You can replace farro with other grains such as spelt, quinoa or freekah. Farro and spelt are ancient wheats packed with fibre and protein. When cooked, farro softens and is great in risotto-like dishes, while spelt remains al dente. Freekah is green wheat that has been roasted and either left whole or cracked. Quinoa is a small seed that is quick to cook and high in protein. You can find them at supermarkets, specialty grocers or health food stores.
Ingredients
Method
Preheat oven to 170°C. Put farro in a fine sieve and rinse clear under cold water. Transfer to a medium saucepan and add water. Bring to the boil over a high heat. Reduce heat and simmer for 45 minutes or until tender.
Meanwhile, put cauliflower in a large bowl. Add cumin and 40ml of the oil and toss to combine. Season with salt and pepper. Transfer to an oven tray and add garlic. Roast for 30 minutes or until cauliflower is golden and garlic is soft to touch.

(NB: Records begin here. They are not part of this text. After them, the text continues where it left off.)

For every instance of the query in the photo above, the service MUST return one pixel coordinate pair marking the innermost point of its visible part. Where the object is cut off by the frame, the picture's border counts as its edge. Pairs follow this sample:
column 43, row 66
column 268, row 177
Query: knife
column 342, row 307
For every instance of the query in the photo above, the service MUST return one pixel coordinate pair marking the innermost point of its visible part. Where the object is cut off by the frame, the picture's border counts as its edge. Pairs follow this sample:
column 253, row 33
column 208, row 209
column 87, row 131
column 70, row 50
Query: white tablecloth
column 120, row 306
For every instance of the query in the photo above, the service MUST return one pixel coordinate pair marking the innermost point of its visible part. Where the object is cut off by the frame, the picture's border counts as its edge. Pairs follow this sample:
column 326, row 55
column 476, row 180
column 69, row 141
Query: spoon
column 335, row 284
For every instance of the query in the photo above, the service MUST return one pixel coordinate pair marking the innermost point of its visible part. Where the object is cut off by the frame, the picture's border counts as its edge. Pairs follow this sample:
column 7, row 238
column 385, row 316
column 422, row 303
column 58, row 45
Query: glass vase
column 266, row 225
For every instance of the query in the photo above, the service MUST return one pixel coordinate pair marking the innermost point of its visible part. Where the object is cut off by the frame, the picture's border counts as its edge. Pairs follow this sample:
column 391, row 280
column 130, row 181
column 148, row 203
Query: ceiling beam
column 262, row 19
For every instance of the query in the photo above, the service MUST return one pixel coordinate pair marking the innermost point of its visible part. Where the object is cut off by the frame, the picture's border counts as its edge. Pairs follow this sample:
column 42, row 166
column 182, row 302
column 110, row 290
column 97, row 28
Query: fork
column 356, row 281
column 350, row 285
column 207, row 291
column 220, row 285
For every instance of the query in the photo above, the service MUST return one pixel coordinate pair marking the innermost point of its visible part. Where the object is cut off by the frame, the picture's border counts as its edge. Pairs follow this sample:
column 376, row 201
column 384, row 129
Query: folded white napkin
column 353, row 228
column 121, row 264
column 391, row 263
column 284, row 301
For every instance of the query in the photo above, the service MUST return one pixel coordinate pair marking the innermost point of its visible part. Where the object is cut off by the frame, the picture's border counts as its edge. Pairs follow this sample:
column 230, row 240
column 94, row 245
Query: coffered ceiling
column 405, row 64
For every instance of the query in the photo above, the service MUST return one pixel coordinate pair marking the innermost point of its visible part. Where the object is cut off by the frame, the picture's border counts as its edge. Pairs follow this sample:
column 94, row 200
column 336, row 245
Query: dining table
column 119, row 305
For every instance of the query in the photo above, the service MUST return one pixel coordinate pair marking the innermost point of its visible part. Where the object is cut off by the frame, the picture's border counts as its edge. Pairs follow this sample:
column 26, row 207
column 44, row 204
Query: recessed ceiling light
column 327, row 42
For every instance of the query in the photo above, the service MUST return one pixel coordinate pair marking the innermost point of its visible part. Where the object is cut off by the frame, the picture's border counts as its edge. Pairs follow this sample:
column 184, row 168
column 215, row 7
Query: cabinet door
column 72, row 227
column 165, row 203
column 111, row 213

Meanwhile, blanch kale in a large saucepan of boiling salted water for 30 seconds or until wilted. Drain, cool and squeeze out water. Set aside.
Set cauliflower and garlic aside to cool. Drain farro and set aside. Separate garlic bulb into cloves.
To make dressing, squeeze garlic from skins and put in a large bowl. Add lemon juice and remaining oil. Season with salt and pepper.
Combine dill sprigs, celery heart and leaves in a bowl. Add 1 Tbsp of the dressing and toss until combined.
Combine farro, cauliflower, kale and chickpeas in a large bowl. Transfer to a large platter. Pile dill mixture on top. Spoon on dollops of cheese and scatter with almonds. Serve.